Washington Summit Publishers
- Status: Active
- Founded: 2006
- Country of origin: United States
- Headquarters location: Augusta, Georgia
- Distribution: International
- Nonfiction topics: Racialism, eugenics, nationalism
- Official website: washsummit.com at the Wayback Machine (archived 31 March 2022))

= Washington Summit Publishers =

American white nationalist book publisher

Washington Summit Publishers (WSP) is a white nationalist publisher based in Augusta, Georgia, which produces and sells books on race and intelligence and related topics.
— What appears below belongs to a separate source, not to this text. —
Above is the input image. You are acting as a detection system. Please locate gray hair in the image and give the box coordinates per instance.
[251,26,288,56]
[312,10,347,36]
The company is run by white supremacist Richard B. Spencer, who also ran the defunct white supremacist National Policy Institute.

==History==
Before Spencer, the company was run by Louis Andrews. He was also director of the National Policy Institute and managing editor of The Occidental Quarterly, both heavily funded by William Regnery II.

In 2013, the company was listed as being headquartered in Whitefish, Montana. As of 2019, the company had moved to Augusta, Georgia.

==Authors==
Authors published by WSP include J. Philippe Rushton, Kevin B. MacDonald, Richard Lynn, Tatu Vanhanen, and Michael H. Hart.

==Journal==
WSP published Radix Journal through its imprint Radix. Contributors have included Kerry Bolton, Peter Brimelow, Samuel T. Francis, Kevin B. MacDonald, William Regnery II, Alex Kurtagić, and Jared Taylor. The last article on RadixJournal.com was published in April 2021 and its last podcast episode was released in September of the same year; the website was taken offline in June 2023. Spencer started publishing a Substack under the name Radix Journal in April 2022, it later was rebranded as ALEXANDRIA.

==Subjects==
This company has published content supportive of white nationalism and white supremacy. "Human biodiversity" (HBD), an alt-right euphemism for scientific racism, was one of the main publishing subjects of Washington Summit Publishers. The Southern Poverty Law Center (SPLC) said in 2006 that the company had reprinted racist tracts along with books promoting antisemitism and eugenics. In 2015, the SPLC listed Washington Summit Publishers as a white nationalist hate group.